Adjustable versus fixed loans

With a fixed-rate loan, your payment doesn't change for the entire duration of your loan. The longer you pay, the more of your payment goes toward principal. The property taxes and homeowners insurance will go up over time, but for the most part, payments on fixed rate loans don't increase much.

During the early amortization period of a fixed-rate loan, a large percentage of your payment goes toward interest, and a significantly smaller part goes to principal. The amount paid toward principal increases up gradually each month.

Borrowers might choose a fixed-rate loan to lock in a low rate. People choose fixed-rate loans because interest rates are low and they wish to lock in at the low rate. For homeowners who have an ARM now, refinancing with a fixed-rate loan can offer more monthly payment stability. If you currently have an Adjustable Rate Mortgage (ARM), we'd love to assist you in locking a fixed-rate at the best rate currently available. Call Capacity Lending, LLC at 469-640-0400 to discuss how we can help.

There are many types of Adjustable Rate Mortgages. Generally, the interest rates on ARMs are determined by an outside index. A few of these are: the 6-month Certificate of Deposit (CD) rate, the 1 year rate on Treasure Securities, the Federal Home Loan Bank's 11th District Cost of Funds Index (COFI), or others.

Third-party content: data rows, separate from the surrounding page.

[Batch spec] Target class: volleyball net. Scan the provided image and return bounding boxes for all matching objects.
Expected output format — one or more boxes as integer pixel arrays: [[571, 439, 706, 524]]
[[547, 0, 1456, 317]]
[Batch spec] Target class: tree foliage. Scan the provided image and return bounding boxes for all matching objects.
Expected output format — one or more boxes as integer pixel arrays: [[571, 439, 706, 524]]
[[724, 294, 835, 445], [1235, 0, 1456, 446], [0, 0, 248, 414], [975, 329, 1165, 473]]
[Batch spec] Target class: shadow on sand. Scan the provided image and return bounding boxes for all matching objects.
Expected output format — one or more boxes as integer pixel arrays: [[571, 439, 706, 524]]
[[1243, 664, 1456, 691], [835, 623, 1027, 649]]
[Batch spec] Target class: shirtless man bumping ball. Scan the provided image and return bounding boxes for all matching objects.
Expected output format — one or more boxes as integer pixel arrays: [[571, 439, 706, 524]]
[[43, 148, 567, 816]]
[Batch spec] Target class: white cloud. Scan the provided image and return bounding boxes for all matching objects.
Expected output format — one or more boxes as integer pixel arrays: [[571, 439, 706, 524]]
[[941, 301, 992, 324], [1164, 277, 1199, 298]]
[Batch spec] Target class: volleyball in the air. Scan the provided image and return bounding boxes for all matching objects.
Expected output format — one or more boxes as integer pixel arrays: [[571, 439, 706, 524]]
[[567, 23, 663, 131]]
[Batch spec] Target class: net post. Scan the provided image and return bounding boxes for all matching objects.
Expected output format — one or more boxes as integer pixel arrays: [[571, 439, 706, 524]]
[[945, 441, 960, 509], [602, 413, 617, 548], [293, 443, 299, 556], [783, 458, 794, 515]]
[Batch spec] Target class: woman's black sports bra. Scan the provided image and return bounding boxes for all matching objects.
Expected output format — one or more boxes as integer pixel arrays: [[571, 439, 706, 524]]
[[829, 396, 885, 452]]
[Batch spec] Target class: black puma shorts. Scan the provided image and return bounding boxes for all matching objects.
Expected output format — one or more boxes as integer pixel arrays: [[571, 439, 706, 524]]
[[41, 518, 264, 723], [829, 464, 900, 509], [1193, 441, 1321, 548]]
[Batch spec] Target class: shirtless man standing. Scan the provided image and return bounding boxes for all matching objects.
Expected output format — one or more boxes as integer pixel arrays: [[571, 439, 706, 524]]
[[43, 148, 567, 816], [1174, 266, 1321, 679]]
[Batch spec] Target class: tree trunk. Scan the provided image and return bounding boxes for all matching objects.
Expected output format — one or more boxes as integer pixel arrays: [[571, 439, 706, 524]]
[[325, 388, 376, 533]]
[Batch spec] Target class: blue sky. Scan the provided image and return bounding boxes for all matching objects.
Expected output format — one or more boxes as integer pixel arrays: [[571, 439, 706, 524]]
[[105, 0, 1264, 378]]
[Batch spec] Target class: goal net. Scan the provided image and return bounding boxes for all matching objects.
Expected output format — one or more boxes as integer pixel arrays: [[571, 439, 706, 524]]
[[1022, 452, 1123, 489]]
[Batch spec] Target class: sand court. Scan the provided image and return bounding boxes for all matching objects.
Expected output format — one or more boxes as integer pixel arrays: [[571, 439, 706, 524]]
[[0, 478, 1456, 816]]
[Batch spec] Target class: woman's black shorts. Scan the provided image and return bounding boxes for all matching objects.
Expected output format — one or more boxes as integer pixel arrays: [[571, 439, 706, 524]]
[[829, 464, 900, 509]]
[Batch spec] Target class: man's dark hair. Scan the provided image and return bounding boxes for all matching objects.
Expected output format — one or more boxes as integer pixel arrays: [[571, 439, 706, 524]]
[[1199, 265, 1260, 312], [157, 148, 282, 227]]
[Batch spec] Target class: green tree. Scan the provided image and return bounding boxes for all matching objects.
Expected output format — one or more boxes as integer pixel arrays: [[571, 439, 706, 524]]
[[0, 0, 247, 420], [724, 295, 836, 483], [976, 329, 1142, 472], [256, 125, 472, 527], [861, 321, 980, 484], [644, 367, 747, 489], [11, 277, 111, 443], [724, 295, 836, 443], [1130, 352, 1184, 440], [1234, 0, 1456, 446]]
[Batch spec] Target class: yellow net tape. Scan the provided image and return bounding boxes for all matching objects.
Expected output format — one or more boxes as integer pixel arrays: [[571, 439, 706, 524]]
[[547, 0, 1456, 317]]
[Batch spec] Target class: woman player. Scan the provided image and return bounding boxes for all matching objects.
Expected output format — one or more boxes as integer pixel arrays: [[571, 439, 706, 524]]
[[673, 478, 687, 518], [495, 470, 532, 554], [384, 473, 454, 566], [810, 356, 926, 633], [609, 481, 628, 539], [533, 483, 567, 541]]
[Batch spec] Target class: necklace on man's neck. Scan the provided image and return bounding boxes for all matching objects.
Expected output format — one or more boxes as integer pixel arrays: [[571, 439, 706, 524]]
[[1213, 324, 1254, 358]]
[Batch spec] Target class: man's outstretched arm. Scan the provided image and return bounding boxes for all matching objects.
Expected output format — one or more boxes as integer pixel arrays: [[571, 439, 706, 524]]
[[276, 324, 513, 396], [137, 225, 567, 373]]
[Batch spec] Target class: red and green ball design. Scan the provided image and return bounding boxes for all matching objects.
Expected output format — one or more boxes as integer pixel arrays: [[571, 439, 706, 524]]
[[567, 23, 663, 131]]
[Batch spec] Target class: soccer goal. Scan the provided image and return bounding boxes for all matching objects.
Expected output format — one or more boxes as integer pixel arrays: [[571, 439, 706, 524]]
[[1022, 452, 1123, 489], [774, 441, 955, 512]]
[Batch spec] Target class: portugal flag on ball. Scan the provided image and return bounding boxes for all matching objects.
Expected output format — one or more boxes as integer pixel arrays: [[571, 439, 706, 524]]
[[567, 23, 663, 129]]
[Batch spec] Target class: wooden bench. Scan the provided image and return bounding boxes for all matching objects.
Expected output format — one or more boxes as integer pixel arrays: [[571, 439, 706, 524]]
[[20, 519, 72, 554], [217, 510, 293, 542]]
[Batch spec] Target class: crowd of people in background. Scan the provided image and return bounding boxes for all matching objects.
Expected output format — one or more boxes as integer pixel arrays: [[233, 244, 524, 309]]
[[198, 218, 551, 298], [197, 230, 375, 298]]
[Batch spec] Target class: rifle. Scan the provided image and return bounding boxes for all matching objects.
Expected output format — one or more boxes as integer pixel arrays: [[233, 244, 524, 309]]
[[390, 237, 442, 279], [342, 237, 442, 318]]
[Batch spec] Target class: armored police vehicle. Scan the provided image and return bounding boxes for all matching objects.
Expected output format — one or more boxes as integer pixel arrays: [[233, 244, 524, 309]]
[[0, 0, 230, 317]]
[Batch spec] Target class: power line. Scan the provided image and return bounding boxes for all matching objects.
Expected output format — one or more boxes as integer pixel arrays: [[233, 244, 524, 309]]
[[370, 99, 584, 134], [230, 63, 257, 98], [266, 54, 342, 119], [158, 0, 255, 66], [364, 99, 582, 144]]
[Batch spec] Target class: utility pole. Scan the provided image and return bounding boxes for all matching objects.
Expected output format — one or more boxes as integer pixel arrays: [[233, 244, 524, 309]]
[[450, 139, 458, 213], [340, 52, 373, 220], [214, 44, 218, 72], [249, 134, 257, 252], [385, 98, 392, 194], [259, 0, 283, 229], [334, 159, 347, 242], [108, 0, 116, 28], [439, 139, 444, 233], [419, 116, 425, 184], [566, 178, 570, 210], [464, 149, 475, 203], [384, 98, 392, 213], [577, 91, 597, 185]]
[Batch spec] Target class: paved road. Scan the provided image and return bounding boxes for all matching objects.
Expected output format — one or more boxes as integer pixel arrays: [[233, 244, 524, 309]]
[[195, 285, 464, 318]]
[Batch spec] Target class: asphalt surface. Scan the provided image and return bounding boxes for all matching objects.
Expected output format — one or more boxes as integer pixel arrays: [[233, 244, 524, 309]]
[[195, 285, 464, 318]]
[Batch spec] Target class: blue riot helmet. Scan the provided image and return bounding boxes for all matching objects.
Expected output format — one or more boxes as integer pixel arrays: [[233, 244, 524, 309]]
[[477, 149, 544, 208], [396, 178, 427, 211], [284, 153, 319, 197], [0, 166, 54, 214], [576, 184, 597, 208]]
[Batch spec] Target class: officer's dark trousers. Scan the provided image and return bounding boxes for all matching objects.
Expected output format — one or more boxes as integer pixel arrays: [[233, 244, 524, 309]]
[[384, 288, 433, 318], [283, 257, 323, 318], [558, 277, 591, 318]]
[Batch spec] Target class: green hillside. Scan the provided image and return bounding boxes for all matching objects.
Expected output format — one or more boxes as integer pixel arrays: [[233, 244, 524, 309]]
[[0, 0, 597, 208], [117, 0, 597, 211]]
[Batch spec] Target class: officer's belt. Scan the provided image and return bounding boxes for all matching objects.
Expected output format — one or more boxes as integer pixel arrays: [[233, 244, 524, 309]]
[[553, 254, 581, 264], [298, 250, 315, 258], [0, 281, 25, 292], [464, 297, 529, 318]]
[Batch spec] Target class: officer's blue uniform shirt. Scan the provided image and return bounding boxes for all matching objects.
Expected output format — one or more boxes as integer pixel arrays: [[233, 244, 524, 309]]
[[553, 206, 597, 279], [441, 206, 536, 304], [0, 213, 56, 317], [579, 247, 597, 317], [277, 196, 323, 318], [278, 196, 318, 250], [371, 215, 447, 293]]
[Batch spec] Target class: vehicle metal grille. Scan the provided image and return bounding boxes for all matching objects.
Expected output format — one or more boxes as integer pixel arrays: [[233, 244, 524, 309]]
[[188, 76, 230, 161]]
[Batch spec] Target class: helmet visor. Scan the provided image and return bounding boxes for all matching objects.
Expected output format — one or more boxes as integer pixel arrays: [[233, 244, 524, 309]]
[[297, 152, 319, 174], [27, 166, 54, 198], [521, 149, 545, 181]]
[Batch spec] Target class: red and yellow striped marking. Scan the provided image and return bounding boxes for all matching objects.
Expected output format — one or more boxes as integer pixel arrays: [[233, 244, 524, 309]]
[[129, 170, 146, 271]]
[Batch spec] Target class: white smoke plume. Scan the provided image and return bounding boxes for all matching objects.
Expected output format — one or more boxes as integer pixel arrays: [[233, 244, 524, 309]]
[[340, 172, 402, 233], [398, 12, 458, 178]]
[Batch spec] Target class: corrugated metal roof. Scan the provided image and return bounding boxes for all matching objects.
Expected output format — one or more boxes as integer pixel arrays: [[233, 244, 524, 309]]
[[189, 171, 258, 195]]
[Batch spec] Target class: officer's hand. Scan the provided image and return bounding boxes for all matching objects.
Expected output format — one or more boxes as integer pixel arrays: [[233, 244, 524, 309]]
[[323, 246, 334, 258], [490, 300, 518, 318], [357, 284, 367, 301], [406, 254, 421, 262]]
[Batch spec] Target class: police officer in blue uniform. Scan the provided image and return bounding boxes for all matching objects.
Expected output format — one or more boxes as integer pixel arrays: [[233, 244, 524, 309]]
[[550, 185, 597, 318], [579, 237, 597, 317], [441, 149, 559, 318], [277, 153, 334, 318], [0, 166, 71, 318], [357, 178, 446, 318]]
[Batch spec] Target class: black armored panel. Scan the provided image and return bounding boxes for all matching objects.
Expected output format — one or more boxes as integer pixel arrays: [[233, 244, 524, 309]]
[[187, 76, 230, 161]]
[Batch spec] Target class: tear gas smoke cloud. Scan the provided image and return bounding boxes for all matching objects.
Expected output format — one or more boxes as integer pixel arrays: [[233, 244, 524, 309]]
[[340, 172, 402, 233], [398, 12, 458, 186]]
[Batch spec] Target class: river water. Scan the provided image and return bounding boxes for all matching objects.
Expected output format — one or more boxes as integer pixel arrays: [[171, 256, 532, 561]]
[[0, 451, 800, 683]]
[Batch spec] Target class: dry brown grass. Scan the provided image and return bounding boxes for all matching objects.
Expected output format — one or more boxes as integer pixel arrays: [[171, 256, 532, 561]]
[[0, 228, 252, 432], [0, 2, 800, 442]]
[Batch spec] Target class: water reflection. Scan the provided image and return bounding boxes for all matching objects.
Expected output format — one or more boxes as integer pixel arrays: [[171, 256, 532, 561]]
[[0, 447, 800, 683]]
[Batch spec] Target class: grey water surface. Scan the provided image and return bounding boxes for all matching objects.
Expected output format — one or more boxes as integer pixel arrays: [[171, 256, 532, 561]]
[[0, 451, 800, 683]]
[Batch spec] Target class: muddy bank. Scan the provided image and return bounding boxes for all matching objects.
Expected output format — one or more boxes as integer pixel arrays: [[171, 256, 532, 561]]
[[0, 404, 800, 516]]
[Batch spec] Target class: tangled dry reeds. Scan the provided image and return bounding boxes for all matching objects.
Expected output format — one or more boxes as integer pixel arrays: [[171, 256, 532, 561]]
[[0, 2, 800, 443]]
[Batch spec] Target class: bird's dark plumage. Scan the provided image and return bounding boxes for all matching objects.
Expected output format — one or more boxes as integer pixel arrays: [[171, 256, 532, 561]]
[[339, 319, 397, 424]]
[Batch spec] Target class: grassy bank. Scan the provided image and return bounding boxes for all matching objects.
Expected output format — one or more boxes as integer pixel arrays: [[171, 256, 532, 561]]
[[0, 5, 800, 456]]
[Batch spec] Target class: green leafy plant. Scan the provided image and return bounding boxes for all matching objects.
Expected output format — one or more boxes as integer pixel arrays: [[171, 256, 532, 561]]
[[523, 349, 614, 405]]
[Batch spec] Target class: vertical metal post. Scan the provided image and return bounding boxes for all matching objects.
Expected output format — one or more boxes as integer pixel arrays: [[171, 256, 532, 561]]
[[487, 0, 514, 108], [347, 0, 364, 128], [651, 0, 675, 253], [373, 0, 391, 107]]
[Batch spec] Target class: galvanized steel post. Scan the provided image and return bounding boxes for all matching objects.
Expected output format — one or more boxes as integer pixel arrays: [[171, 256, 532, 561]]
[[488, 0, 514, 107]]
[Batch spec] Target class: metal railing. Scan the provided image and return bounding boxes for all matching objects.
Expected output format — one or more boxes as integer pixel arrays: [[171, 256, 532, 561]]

Most programs feature a "cap" that protects you from sudden monthly payment increases. Your ARM may feature a cap on how much your interest rate can increase in one period. For example: no more than a couple percent per year, even though the index the rate is based on goes up by more than two percent. Sometimes an ARM has a "payment cap" which ensures your payment won't go above a fixed amount in a given year. Additionally, the great majority of ARMs feature a "lifetime cap" — the interest rate will never exceed the cap amount.

ARMs usually start out at a very low rate that usually increases over time. You've likely heard of 5/1 or 3/1 ARMs. In these loans, the initial rate is fixed for three or five years. It then adjusts every year. These loans are fixed for 3 or 5 years, then they adjust after the initial period. Loans like this are usually best for people who expect to move within three or five years. These types of adjustable rate loans benefit borrowers who plan to sell their house or refinance before the loan adjusts.

Most borrowers who choose ARMs choose them because they want to get lower introductory rates and don't plan to stay in the house longer than the initial low-rate period. ARMs can be risky if property values go down and borrowers can't sell or refinance their loan.